Figure 2Validation of data types with machine learning (ML) methods for microbiome-based prediction of smoking habits based on the S1 and S2 datasets together. For each ML method, we evaluated six types of input data: baseline non-augmented and five augmented datasets based on different methods (ADASYN-1, ADASYN-2, SMOTE-1, SMOTE-2, and TADA). (A) Matthews correlation coefficient (MCC) and (B) area under the receiver operating characteristic curve (AUC) values from the 5-fold nested crossed-validation were repeated for 10 times (5 * 10).
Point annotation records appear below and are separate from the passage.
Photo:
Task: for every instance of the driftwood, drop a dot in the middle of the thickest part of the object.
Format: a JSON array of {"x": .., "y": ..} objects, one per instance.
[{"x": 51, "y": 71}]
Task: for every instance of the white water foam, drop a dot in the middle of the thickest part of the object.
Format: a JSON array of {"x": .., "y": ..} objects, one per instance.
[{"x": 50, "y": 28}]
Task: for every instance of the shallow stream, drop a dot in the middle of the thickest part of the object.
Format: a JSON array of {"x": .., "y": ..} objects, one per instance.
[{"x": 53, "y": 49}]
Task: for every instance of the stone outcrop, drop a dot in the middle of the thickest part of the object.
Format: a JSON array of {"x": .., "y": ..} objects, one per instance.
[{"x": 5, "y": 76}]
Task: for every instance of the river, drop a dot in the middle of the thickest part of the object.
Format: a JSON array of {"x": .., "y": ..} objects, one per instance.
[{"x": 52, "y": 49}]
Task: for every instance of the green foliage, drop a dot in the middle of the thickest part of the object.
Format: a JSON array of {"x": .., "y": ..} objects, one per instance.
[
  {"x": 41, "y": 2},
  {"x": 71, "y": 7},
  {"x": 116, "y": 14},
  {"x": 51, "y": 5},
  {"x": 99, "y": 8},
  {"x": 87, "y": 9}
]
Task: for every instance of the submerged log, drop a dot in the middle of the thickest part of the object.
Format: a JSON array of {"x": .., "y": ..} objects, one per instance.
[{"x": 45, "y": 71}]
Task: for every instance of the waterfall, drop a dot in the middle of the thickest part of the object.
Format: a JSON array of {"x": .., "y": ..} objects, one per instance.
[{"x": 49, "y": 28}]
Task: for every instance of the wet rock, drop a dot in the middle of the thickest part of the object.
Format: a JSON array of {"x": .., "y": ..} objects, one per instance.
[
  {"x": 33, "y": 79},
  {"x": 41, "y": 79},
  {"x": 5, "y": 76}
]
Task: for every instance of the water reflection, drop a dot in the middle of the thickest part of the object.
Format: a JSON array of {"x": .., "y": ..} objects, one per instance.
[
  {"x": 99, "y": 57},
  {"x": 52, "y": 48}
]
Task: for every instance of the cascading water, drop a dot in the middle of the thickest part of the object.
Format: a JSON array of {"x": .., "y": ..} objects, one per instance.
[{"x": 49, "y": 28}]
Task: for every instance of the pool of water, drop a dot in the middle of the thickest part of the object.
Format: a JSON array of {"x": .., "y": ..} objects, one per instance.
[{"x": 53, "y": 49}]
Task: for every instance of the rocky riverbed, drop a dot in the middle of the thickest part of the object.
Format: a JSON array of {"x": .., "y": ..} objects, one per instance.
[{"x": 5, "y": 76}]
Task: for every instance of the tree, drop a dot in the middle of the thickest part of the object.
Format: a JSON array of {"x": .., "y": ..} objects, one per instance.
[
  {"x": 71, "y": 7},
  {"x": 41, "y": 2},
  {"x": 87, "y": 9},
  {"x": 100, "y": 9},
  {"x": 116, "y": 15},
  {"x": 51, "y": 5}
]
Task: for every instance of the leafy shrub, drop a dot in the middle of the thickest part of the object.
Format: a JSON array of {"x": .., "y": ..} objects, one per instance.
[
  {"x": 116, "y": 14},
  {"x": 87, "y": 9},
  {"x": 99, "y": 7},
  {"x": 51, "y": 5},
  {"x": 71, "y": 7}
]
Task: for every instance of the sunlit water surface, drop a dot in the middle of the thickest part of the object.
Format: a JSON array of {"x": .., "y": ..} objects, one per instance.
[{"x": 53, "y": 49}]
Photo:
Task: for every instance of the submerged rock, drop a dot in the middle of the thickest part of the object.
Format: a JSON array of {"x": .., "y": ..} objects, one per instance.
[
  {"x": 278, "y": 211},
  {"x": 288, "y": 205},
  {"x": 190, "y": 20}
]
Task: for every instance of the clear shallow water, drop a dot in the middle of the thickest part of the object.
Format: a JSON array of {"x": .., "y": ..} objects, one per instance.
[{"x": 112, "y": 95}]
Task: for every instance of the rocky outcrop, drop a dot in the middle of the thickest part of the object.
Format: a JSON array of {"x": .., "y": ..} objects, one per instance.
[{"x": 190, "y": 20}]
For MCC, +1 represents a perfect prediction, 0 random prediction, and −1 perfect inverse prediction. For AUC, 1 indicates perfectly accurate prediction and 0.5 indicates random prediction. ML method abbreviations: DT, decision trees; KNN, k-nearest neighbors; LR, logistic regression; RF, random forest; SVML, support vector machine with linear kernel; SVMR, support vector machine with radial kernel; XGBoost, extreme gradient boosting.